As shown in Figs. 9 and 11, the mixing is limited by molecular diffusion and the chaotic advection is ineffective at Re 0.1. So, the mixing at low Re is dominated by the residence time and depends on the total path of the flow. The secondary fractal channel significantly increases the total path of the micromixer compared to the primary fractal. This undoubtedly contributes to increase in the residence time of the sample within the microchannel, and improves the mixing efficiency of the secondary fractal micromixer. Comparing sections in Figs. 10 and 12, there are obvious chaotic convection phenomena in section A and B. However, the strong chaotic region in Fig. 12 is significantly weaker than Fig. 10. But, due to the impact of the fractal structure, the fluid continuously changes the flow in the secondary fractal microchannels, and a weakly chaotic region of the arrow appears in Fig. 12. These two important factors lead to the result that the mixing efficiency of secondary fractal microchannel is better than the primary fractal microchannel.

4 Conclusions

In this paper, we proposed a novel design for 3D micromixers based on Koch fractal principle. Lots of intensive numerical simulations were conducted to compare primary fractal with secondary fractal micromixer.
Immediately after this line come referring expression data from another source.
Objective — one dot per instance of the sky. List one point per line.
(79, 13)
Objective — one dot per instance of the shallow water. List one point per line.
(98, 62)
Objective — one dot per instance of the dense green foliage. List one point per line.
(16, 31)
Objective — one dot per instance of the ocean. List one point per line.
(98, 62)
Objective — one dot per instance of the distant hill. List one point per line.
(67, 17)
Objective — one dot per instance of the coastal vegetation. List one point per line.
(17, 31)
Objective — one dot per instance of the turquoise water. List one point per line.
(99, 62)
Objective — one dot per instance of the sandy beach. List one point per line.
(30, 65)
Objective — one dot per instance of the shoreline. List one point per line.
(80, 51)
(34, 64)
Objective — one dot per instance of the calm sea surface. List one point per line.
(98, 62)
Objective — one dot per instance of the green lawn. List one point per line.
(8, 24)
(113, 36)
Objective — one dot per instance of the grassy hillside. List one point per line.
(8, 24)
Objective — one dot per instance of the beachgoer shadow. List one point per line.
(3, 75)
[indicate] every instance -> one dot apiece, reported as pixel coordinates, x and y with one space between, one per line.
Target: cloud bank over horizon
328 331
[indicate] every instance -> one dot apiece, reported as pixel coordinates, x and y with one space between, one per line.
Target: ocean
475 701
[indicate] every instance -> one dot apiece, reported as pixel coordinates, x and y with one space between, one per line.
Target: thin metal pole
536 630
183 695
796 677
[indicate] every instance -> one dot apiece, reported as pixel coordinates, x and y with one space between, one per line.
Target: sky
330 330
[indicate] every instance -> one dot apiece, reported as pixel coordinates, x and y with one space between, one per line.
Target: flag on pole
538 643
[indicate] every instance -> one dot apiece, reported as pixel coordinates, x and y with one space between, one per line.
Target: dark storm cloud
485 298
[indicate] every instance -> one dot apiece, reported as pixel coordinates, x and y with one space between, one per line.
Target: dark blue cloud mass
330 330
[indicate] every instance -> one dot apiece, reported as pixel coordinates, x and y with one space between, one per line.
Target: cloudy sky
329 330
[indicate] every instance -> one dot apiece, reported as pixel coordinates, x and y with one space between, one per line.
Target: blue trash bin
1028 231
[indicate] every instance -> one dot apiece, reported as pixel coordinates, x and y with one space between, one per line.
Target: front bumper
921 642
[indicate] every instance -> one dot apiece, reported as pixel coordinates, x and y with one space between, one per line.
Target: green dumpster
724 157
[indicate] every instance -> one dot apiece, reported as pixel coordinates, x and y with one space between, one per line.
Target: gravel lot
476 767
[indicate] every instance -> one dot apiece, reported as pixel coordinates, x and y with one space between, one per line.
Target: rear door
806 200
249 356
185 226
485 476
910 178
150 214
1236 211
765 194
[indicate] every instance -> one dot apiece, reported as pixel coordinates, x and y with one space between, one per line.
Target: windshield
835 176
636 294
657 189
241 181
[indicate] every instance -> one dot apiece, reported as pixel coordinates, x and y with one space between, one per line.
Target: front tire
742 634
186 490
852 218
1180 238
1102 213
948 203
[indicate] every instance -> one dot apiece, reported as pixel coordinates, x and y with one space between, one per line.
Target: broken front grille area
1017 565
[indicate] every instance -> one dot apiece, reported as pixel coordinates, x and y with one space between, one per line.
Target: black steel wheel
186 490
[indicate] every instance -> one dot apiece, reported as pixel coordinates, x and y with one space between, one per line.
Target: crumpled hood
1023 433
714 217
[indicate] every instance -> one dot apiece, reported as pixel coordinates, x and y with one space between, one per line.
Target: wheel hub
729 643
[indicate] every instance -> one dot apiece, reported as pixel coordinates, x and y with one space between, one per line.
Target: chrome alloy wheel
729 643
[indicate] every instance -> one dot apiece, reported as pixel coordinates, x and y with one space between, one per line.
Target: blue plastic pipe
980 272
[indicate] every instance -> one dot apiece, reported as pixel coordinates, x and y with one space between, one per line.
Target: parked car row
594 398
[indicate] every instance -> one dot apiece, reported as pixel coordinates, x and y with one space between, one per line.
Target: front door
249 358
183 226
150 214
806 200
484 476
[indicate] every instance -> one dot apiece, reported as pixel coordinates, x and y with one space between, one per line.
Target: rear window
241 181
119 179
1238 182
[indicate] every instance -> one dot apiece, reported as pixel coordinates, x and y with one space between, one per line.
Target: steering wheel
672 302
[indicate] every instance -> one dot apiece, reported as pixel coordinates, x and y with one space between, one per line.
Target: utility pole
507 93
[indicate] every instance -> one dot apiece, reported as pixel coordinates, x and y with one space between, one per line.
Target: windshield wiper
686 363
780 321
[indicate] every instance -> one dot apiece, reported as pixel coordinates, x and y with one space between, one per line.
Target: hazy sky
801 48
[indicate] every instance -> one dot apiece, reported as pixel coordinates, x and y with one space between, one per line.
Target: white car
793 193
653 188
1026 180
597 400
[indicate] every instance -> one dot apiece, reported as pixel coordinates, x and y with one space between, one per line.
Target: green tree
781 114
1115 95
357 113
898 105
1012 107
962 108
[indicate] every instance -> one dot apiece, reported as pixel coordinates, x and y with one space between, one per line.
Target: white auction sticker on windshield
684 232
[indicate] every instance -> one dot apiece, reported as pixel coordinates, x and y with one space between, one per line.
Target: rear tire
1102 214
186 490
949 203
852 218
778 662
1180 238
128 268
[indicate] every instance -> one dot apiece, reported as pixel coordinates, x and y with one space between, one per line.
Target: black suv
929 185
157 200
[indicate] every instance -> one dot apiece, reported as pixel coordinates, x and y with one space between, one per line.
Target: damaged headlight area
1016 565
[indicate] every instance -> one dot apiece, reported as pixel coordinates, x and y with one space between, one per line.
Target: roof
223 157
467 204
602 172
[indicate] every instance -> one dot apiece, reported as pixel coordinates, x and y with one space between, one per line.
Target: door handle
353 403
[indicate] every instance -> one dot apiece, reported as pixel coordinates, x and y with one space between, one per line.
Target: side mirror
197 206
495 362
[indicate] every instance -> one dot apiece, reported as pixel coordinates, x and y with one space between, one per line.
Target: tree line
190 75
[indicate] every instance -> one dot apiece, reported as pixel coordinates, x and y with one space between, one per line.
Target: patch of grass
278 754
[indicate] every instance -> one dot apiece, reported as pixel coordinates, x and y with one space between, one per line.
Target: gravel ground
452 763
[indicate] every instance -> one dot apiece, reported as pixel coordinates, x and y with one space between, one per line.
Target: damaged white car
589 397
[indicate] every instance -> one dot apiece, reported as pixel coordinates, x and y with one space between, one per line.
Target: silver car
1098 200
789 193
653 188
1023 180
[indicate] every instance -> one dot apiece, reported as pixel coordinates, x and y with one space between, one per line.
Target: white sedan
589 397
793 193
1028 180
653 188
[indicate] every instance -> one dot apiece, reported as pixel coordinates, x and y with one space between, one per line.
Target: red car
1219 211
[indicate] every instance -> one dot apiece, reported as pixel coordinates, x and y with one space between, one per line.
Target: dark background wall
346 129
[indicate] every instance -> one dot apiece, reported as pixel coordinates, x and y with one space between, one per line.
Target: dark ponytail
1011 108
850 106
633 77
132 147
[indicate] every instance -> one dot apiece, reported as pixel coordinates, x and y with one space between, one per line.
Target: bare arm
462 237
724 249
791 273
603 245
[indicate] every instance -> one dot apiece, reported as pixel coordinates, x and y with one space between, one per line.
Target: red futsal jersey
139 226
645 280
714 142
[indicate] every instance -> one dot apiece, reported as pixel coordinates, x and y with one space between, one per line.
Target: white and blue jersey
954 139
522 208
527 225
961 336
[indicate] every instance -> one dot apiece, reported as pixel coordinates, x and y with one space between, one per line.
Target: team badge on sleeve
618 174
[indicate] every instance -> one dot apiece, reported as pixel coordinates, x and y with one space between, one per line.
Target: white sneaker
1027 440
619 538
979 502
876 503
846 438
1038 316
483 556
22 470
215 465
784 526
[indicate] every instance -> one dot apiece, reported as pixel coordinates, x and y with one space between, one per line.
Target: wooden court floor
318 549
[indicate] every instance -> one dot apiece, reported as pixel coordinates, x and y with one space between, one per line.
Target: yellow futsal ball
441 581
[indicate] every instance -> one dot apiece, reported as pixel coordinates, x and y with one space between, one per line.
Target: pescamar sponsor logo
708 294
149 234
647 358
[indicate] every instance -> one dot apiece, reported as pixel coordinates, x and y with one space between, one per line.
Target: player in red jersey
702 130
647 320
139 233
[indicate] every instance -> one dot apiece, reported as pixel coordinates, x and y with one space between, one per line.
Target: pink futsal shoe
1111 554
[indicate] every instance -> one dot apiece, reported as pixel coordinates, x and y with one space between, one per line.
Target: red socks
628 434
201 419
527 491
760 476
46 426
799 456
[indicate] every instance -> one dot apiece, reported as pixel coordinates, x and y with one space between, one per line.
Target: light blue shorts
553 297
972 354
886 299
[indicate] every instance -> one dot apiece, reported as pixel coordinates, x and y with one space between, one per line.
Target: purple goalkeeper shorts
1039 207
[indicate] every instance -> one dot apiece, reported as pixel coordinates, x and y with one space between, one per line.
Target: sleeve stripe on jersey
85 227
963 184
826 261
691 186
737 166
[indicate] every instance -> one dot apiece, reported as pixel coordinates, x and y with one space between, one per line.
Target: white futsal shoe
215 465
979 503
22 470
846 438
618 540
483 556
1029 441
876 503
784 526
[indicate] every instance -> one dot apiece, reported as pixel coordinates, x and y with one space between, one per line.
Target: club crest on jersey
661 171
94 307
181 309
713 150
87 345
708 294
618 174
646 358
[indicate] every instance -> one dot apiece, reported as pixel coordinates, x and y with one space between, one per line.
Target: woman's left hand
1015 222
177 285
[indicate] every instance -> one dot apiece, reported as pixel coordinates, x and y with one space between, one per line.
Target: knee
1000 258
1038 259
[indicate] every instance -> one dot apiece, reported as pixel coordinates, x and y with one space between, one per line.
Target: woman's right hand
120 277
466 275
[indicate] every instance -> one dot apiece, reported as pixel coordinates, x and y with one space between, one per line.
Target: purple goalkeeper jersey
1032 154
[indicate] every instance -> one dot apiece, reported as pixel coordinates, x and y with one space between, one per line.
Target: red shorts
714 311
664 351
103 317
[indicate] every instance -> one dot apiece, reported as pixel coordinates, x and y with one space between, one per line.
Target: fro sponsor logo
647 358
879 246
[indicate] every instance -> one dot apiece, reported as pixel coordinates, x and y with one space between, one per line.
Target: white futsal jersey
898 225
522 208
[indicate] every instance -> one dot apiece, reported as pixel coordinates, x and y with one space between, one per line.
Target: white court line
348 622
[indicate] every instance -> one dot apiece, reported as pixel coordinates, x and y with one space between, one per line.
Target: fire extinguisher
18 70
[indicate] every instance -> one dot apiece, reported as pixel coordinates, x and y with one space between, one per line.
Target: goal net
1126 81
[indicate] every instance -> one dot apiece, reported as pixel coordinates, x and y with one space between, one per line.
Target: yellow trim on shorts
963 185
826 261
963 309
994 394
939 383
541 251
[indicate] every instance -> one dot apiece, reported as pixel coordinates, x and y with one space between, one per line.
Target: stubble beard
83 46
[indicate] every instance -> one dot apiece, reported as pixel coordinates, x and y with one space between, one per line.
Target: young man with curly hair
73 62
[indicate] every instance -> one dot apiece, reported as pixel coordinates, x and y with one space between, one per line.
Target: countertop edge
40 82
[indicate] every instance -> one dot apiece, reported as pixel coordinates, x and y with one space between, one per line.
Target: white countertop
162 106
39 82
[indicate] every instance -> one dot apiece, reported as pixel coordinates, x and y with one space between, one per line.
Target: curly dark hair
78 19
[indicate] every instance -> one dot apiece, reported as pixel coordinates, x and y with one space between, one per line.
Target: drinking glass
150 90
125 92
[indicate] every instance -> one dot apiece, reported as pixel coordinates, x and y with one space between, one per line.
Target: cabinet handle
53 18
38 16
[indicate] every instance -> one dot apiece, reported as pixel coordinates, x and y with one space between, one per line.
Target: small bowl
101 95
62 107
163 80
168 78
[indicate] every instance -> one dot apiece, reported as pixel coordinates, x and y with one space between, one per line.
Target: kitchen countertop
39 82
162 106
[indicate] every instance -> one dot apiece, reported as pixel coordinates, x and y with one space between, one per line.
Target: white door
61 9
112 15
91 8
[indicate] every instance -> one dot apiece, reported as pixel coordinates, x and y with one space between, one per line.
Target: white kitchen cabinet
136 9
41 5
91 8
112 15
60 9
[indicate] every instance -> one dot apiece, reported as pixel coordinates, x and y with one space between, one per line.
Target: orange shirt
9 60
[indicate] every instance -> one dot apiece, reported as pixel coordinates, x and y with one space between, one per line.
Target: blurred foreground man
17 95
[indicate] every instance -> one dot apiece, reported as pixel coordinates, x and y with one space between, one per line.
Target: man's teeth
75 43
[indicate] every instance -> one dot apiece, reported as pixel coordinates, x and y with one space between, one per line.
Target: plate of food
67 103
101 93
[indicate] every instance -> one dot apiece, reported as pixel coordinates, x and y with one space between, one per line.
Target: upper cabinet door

By comparing the mixing performance of two micromixers, it can be concluded as follows:

  1. 1.

    With increase in the height of the microchannel, the mixing efficiency of micromixers based on Koch fractal principle is getting better. Due to the impact of the fractal structure, the mixing efficiency of three different heights of secondary fractal mixers at each Re is high, beyond 80%. Especially at the height 0.5 mm, the mixing efficiency is beyond 90%.

  2. 2.

    The mixing effect of secondary fractal micromixer is better than that primary fractal micromixer. Both the fractal structures can achieve more than 90% mixing efficiency at a height of 0.5 mm.

  3. 3.

    Fractal structure not only extends the total path of the flow at low Re but also enhances the chaotic advection in fractal microchannel at high Re. It is significant for the mixing performance of passive micromixers. Fractal micromixer will have potential application value in field such as chemical industry and biochemistry due to its outstanding mixing performance.